Commentary

Tricks With Clicks

by Jonathan Blum , November 29, 2005

A guide to surviving online measurement dilemmas.

We all know the adage: That which can be measured is that which can be bought. But what happens if that which can be measured can't be measured exactly?

Online media and marketing professionals are asking themselves that very question as conflicting metrics and evolving standards and tools blur what should be a crisp bit-by-bit Internet vision of the market. Cloudy data isn't fatal online. The Internet ad market still posted a 26 percent increase in revenues in the first half of 2005 compared to the same period last year. It would appear that the online industry is comfortable doing business with the existing, albeit imprecise tools. But the industry still faces the stubborn problem of wrestling with less-than-ideal measures.

"In online everything is measurable," says Scott Spencer, vice president of product management at DoubleClick, the online ad-serving firm. "Some [of the things measured online] have meaning, some do not. It can hard be hard to tell them apart."

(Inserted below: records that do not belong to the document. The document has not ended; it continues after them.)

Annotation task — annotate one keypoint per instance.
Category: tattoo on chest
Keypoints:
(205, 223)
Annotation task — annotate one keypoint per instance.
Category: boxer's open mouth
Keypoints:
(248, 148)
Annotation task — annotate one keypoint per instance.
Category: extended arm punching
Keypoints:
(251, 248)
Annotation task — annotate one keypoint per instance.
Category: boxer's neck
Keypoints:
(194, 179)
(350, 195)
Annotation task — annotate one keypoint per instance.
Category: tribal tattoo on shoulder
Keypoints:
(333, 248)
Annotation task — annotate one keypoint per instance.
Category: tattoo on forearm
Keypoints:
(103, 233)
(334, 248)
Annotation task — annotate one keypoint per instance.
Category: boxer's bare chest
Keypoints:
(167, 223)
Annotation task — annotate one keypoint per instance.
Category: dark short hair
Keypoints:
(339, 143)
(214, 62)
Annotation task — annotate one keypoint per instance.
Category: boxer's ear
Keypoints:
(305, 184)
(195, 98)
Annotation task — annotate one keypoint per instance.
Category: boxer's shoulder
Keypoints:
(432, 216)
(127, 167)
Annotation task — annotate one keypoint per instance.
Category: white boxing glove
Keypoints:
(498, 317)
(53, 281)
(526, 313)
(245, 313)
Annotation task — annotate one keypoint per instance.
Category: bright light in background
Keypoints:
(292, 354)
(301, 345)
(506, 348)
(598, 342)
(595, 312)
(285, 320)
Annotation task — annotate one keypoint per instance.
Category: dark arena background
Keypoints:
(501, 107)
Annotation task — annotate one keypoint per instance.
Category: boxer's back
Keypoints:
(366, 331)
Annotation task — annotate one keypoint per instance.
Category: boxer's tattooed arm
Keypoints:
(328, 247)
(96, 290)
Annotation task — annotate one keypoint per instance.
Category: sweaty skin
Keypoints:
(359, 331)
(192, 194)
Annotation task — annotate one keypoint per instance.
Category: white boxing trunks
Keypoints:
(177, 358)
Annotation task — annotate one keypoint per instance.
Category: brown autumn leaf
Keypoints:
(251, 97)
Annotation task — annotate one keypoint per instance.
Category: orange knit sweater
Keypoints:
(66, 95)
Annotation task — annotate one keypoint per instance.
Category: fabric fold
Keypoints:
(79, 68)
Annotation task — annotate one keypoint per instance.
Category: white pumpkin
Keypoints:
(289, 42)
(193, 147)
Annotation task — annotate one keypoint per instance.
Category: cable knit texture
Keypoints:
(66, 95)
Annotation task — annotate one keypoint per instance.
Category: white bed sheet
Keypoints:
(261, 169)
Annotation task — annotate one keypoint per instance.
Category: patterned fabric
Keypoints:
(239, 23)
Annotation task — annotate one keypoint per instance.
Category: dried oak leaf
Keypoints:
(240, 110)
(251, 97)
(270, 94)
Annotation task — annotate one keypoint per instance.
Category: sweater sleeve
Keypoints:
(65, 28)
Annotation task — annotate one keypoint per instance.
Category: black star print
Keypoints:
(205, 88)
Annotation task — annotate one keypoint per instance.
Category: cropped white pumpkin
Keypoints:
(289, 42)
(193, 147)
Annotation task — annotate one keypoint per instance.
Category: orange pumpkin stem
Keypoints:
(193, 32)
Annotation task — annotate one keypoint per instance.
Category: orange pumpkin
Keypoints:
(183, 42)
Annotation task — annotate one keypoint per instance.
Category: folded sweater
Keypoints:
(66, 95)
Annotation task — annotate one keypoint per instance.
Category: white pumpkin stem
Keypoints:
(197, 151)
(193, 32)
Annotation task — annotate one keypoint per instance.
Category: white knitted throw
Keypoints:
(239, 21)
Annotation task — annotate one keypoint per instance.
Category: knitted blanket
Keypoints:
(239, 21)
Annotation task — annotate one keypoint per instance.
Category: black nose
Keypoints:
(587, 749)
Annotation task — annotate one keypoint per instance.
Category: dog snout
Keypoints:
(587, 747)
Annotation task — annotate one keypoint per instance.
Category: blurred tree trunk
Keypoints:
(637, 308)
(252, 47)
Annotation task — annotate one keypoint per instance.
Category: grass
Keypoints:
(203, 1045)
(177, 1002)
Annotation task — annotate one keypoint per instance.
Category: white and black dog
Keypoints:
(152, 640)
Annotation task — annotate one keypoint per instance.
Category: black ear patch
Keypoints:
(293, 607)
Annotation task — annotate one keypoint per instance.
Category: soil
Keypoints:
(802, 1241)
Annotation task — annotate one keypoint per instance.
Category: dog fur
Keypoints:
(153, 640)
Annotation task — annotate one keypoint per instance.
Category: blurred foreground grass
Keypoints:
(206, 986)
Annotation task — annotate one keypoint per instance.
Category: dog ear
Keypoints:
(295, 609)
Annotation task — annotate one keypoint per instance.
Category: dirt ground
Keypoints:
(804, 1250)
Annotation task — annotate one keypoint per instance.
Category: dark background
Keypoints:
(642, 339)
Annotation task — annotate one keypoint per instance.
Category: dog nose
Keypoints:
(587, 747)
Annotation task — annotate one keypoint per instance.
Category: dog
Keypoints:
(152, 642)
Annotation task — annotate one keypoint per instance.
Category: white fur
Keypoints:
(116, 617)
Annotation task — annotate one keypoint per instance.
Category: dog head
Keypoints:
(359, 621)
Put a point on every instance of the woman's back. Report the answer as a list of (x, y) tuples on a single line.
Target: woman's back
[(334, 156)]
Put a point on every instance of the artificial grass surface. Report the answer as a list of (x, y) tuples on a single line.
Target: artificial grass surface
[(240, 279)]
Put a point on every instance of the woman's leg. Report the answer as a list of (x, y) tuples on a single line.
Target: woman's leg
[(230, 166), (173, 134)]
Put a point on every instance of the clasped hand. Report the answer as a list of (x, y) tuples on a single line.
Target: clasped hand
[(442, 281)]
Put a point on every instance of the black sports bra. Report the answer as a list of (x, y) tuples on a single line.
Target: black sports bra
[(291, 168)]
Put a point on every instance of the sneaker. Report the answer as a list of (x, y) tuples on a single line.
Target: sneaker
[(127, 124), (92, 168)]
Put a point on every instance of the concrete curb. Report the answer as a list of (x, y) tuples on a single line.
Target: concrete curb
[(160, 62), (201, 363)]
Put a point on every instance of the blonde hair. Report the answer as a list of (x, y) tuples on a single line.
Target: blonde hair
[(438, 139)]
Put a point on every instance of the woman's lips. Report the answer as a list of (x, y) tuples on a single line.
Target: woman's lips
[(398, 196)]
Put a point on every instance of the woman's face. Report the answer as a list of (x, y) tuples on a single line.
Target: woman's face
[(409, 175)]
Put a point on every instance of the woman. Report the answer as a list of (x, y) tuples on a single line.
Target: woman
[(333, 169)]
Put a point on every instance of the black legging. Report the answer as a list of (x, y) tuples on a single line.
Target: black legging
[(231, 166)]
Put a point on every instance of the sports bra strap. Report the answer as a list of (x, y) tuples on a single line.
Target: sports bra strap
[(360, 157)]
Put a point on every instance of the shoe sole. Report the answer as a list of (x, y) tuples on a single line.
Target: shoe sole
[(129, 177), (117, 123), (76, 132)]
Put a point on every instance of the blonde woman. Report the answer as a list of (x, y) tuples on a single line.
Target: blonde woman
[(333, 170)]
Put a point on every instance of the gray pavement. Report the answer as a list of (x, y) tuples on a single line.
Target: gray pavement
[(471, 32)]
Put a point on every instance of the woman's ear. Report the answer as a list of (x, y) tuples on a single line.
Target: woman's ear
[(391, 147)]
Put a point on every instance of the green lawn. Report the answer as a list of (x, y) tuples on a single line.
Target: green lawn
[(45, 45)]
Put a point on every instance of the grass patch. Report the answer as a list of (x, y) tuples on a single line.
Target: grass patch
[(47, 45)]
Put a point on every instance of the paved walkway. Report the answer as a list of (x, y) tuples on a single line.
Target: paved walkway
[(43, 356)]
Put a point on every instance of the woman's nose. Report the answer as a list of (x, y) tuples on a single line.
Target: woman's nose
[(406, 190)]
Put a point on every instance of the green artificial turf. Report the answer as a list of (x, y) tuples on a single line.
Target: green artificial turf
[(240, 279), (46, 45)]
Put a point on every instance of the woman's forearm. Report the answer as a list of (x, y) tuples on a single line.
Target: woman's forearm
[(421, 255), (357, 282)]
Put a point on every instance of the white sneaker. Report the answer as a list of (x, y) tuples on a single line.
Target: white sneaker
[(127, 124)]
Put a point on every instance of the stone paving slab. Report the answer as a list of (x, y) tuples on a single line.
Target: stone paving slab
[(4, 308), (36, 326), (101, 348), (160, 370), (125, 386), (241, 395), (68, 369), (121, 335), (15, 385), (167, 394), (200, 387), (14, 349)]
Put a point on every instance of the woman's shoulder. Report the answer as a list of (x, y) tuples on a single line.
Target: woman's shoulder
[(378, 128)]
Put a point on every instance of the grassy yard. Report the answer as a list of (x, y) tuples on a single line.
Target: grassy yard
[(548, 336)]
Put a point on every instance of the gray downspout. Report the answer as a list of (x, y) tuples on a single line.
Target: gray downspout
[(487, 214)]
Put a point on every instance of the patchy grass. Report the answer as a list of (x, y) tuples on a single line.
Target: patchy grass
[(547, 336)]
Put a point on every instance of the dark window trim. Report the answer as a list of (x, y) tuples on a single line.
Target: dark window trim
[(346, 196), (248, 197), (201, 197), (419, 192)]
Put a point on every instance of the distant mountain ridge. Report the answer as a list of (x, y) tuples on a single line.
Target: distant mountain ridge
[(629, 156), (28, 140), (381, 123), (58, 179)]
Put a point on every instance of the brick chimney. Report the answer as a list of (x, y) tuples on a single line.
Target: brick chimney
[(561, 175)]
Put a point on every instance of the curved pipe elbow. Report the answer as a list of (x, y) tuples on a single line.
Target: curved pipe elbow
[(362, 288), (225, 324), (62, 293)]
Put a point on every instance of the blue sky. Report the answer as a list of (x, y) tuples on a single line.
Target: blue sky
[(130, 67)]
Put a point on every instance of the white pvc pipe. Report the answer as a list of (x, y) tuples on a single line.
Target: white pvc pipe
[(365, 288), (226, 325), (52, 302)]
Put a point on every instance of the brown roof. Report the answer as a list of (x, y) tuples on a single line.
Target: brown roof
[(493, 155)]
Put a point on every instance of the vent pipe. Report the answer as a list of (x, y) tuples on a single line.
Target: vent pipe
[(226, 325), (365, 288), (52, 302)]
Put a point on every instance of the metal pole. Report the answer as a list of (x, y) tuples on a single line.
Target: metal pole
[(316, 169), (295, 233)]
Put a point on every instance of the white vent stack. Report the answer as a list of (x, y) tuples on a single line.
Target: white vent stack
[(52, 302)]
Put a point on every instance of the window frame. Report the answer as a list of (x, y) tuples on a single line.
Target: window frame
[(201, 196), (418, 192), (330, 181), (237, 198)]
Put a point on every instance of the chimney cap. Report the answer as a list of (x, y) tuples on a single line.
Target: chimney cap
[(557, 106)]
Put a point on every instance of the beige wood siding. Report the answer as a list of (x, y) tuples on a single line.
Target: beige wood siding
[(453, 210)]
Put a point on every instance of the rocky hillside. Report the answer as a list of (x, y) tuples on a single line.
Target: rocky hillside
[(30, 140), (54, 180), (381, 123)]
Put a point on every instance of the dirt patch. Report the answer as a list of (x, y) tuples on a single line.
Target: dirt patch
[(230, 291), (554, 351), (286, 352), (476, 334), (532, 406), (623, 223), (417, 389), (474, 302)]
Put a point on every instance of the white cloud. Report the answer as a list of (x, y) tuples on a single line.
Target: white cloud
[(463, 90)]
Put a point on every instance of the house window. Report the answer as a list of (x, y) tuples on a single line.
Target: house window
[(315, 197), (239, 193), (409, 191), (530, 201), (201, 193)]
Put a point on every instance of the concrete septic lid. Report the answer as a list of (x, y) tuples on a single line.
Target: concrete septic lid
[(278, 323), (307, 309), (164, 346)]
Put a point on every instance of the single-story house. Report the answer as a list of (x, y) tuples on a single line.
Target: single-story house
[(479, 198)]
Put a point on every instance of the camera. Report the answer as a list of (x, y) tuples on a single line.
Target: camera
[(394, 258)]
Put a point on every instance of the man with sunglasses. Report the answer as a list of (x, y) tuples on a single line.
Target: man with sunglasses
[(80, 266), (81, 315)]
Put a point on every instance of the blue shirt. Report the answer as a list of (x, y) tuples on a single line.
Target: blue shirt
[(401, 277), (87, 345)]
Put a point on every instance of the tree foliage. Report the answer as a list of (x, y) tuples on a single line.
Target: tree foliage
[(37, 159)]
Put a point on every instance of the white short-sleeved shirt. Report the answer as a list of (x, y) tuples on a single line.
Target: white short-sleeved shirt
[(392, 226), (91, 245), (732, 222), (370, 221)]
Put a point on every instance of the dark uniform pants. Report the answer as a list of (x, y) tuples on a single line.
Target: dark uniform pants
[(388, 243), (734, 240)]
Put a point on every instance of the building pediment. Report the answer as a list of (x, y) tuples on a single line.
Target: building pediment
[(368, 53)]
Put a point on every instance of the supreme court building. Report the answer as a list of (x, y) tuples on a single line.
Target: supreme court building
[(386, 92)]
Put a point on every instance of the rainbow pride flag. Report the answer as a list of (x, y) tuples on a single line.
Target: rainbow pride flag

Of the many examples of muddy online data, one of the worst is how far apart reach and frequency calculations can get depending on inputs. According to an ad agency insider, reach and frequency results (which seek to capture the number of users who experience a media asset in a given period) can vary widely depending on what measure is used: panel figures from Nielsen Net Ratings or comScore Media Metrics, ad server information from Atlas and Double-Click, or actual server records from the content publisher.

Though specific audience data are considered proprietary information by publishers like espn.com, which declined to comment for this article, measurement companies confirmed that disparities in calculations can exist depending on which methodologies are used.

"The problem has always been translating the information that a server can record into estimates of user behavior," says Jeffrey Goldberg, a consultant with Goldmark Systems, a marketing and information technology company. "The data was easy to collect and people fooled themselves into believing that it contained the information that they wanted."

The larger dilemma is whether what is now merely inconvenient will metastasize into a major problem as the online ad industry becomes more technologically sophisticated. All advertising -- online and off -- is facing challenges from a raft of game-changing media platforms, including wireless, word-of-mouth marketing, video-on-demand, and advergaming, each of which brings its own pressures to measurement methodologies. These new forces are bound to exploit weaknesses, and in turn, to stymie the process of buying and selling ad inventory. Insiders say this will eventually affect pricing.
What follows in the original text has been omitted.